Sometimes there's just no fixing the chime unit and you'll have to replace it.  Before you disassemble the unit, mark the wires so that you know which one goes to the front door, backdoor and common terminals. Especially important if they are all the same color.
My buddy Russ always reminds me that anything man-made is doomed to failure. Wiring can go bad too, but if this is indeed the problem, it will take some tracking to find where the wire is broken. The wires are a little larger than thick fishing line, and you should be able to see them in your basement ceiling. However, breaks are usually found behind one of the door trim pieces. Locksmiths and door installers can cut the wires with screws or nails when they do their work because the wires are hidden from view.

Once you've found the location of the break, you don't have to replace the whole length of wire – just the part that is broken. Twist the new portion together with the unbroken length and tape with electrical tape.

Plywood vs. Oriented Strand Board

Several years ago, Sid and I were stripping the roofing material from a leaking flat porch roof when he launched into his ritual diatribe about how little I was paying him (he was being paid as much as I was). I was just about to reply in my customary string of profanities that he should get busy with the job, when I disappeared through the roof. All that Sid had seen was the column of dust rising where I had been just a moment before. I had landed unhurt but angry on the porch floor below. When I got back on the roof, I found that a previous contractor had used Oriented Strand Board (OSB) for a section of the roof deck. It had swollen and disintegrated due to the water damage. Thus began my hatred of the use of OSB for roofs.

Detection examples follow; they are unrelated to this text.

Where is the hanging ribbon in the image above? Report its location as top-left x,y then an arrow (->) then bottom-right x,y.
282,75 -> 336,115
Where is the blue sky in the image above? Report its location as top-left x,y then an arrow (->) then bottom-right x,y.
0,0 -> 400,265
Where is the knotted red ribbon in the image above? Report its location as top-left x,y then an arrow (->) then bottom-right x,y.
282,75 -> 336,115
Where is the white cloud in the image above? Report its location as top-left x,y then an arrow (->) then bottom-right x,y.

On most old flat porch roofs you would find what is called “one-by” pine planking (1”X 8”, 1”X 10”, etc.) used for the decking. Planking is the costlier choice for a roof deck nowadays. Plywood first appeared around the turn of the 20th. century, but did not become a common decking material until the late 1940’s. Plywood is constructed of thick layers of veneer oriented at right angles to one another for strength and stiffness. OSB came onto the market in the late 1970’s and is made from 3- to 4-inch wood strands that are applied in layers and pressed together with adhesive. Like plywood the layers are oriented at right angles and weighs 10 percent to 15 percent more.

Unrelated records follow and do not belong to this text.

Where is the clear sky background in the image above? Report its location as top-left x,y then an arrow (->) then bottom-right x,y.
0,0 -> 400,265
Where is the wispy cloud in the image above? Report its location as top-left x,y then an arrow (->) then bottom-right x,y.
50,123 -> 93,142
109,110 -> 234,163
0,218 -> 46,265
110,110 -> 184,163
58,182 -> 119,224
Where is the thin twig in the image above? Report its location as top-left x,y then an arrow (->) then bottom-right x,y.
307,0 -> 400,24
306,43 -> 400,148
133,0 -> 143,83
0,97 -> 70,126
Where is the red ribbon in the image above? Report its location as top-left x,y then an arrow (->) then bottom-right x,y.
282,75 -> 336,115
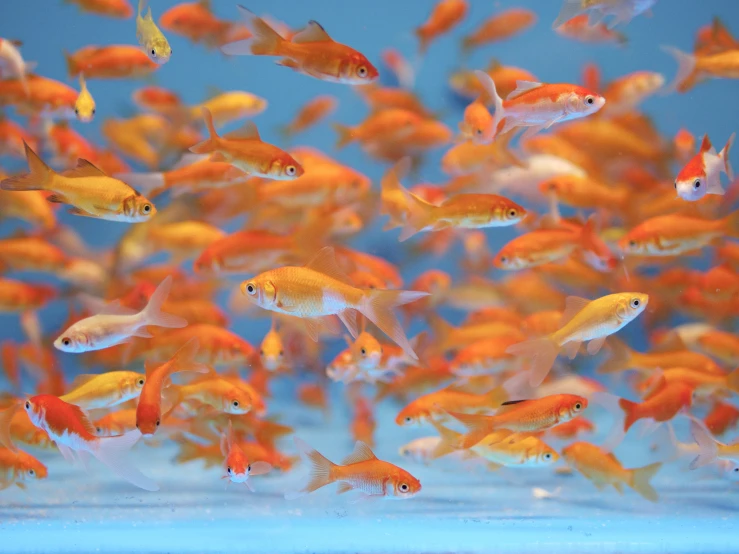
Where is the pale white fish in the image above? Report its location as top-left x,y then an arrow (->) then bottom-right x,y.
54,276 -> 187,353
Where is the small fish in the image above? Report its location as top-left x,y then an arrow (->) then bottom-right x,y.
507,292 -> 649,387
190,108 -> 305,180
562,440 -> 662,502
0,140 -> 156,223
675,133 -> 736,202
54,277 -> 187,353
221,420 -> 272,492
74,73 -> 95,123
136,0 -> 172,65
221,6 -> 379,85
285,437 -> 421,499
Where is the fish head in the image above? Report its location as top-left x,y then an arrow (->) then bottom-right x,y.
388,468 -> 421,499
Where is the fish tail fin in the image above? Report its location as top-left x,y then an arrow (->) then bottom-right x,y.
475,69 -> 505,138
63,50 -> 80,77
598,337 -> 631,373
552,0 -> 582,29
0,141 -> 54,191
431,419 -> 462,460
331,123 -> 354,150
662,46 -> 697,92
718,133 -> 736,181
506,337 -> 559,387
190,108 -> 221,154
285,437 -> 337,500
629,462 -> 662,502
221,6 -> 287,56
690,418 -> 719,469
618,398 -> 639,432
356,290 -> 428,360
90,429 -> 159,492
143,275 -> 187,329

OSB costs about $5-6 less per panel than plywood, which is a significant savings when 16 or more panels may be used for a two-car garage roof, for example. Georgia-Pacific (a major producer of OSB) states in a 2003 research paper that CDX plywood holds up better under excessive wettings, has an all-wood surface that results in better glue adhesion. The ‘C’ and ‘D’ are the finish ratings of the panel surfaces and the ‘X’ means it’s rated for exterior humidity.

Plywood is 15 percent lighter and flexes less than OSB. They further state that their tests indicate that plywood holds nails better, too. Personally, I have no problem using OSB for wall sheathing, but I’d never use it for a walk-on roof deck and am loathed to use it on a gable roof--especially with the snow loads that we get in our area (the Northeast Ohio snowbelt). Several Ohio communities and several states including the state of Florida have banned it for roof decks due to swelling caused by high humidity along the edges.

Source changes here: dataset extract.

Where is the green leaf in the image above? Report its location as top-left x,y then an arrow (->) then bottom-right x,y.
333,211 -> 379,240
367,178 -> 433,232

Admittedly, OSB is better than it was ten years ago, I still will not allow it on any job that I'm involved in.  For a walk-on deck I specify 3/4” CDX plywood and 5/8” CDX for a roof that’s not walked on (though I prefer 3/4” CDX). On gabled roofs the building code specifies 1/2" four-ply CDX, I specify 5/8" for the snow loads we get. On shallow pitch roofs, I'd still would want 3/4" CDX. I would rather overbuild than have a roof deck collapse under snow

One last thing--if you ever do a roofing job with Sid, please smack him with a shovel for me.